Wednesday, July 11, 2018

PATRIMONIVM: Geography and Economy of the Imperial Properties in the Roman World

PATRIMONIVM: Geography and Economy of the Imperial Properties in the Roman World
PATRIMONIVM is a scientific research initiative funded by the European Research Council (ERC-StG 716375) for the period 2017-2022. The project is hosted by the Ausonius Institute at the Bordeaux Montaigne University and it is coordinated by Dr. Alberto Dalla Rosa. It aims at conducting the first comprehensive and multidisciplinary study of the political, social and economic role of the properties of the Roman emperors from Octavian/Augustus to Diocletian (44 BC – AD 284) using a complete documentary base for the entire Roman world.
This website is still under construction and new content will be added regularly as the project progresses.
When complete, this page will be your gateway to accessing the ancient documentation concerning the imperial properties during the High Roman Empire. Texts (literary, epigraphic and papyrological), historical commentaries, bibliographical references and a prosopographical index will be organized in a modern digital database, named Atlas patrimonii. Thanks to this new tool, it will be possible to renew our understanding of the economic and social role of the imperial properties at local and global level, and to ultimately show to what extent the patrimonium Caesaris was one of the pillars of the imperial regime founded by Augustus.

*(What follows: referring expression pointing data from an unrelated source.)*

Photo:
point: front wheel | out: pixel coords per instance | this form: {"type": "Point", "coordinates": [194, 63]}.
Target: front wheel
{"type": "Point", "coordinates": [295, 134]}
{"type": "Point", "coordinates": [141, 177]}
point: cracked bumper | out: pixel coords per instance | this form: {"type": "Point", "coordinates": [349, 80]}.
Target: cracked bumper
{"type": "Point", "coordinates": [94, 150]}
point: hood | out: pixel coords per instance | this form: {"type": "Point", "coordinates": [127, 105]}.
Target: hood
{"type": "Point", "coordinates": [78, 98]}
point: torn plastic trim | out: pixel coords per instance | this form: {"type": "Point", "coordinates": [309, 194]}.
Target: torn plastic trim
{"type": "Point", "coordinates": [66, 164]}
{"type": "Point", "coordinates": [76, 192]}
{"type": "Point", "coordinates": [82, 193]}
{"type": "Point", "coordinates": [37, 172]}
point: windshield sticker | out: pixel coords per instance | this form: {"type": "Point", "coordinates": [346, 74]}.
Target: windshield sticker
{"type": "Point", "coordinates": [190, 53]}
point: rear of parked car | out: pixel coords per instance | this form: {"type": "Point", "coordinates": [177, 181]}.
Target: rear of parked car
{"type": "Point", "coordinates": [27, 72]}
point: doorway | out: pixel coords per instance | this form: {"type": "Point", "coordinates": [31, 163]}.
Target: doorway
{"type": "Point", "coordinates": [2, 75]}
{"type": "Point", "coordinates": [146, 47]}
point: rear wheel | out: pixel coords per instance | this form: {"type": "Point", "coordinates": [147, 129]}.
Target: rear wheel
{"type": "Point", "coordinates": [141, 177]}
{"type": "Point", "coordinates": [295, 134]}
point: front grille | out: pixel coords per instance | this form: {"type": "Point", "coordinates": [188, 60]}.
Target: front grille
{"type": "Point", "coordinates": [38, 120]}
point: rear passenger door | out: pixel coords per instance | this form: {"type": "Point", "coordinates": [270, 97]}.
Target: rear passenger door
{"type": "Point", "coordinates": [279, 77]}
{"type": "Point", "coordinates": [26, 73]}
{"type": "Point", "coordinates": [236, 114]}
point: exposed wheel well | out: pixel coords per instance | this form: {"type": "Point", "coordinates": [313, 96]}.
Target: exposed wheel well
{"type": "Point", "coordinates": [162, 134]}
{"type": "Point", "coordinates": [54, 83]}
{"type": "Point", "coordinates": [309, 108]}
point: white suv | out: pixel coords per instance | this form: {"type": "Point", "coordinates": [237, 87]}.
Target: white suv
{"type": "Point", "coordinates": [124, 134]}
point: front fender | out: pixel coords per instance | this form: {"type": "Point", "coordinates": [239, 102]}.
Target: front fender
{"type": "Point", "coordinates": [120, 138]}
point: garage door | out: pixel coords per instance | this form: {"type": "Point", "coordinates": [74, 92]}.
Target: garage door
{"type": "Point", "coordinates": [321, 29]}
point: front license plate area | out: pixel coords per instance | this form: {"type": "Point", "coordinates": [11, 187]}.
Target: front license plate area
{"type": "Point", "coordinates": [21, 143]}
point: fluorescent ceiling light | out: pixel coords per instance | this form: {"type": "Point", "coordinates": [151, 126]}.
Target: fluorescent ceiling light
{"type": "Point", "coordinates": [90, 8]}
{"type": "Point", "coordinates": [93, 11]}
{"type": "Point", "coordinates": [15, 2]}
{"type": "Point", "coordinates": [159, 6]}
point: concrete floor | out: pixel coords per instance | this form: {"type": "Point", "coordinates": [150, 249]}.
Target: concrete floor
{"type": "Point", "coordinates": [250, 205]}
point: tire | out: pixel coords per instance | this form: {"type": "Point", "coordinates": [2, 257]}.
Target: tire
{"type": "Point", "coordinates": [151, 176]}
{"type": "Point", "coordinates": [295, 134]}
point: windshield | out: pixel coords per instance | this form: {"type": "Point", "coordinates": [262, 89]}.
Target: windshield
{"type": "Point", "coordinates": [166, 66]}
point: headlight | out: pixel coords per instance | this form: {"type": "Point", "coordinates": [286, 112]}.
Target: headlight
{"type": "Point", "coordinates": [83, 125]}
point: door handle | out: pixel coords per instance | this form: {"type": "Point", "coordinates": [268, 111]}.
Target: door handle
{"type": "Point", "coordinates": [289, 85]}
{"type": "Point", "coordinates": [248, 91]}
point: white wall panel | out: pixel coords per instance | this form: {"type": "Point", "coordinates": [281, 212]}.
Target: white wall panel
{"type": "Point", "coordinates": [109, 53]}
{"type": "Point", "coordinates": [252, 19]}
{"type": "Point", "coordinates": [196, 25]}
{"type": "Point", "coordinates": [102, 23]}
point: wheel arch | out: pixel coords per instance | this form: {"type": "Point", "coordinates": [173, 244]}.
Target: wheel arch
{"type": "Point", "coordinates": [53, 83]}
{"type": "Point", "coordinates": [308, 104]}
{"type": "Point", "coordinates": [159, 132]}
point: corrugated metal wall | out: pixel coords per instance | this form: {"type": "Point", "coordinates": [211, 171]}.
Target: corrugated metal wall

The PATRIMONIVM website will also give access to detailed studies concerning single sources or particular themes and, obviously, to all the publications of the project, which will be available in full text under an Open Access license and in HTML format. These will consist of conference proceedings, a sourcebook and an authoritative History of the Imperial Properties in the Roman World, exploring numerous aspects of the geography, the economy and the organization of the patrimonium Caesaris.
A series of six workshops will take place between October 2017 and March 2019 and will provide the occasion to reconsider some key methodological issues and the most important documents, like the inscription of the Bagradas Valley (Africa proconsularis) or the statute of the mines of Vipasca (Lusitania). in 2019, An international conference will be devoted to the role of the imperial properties as a structuring factor of the Roman economy. A second conference, to be held in 2020, will be dedicated to the concept of patrimonialism as a tool for approaching empires in different times and places.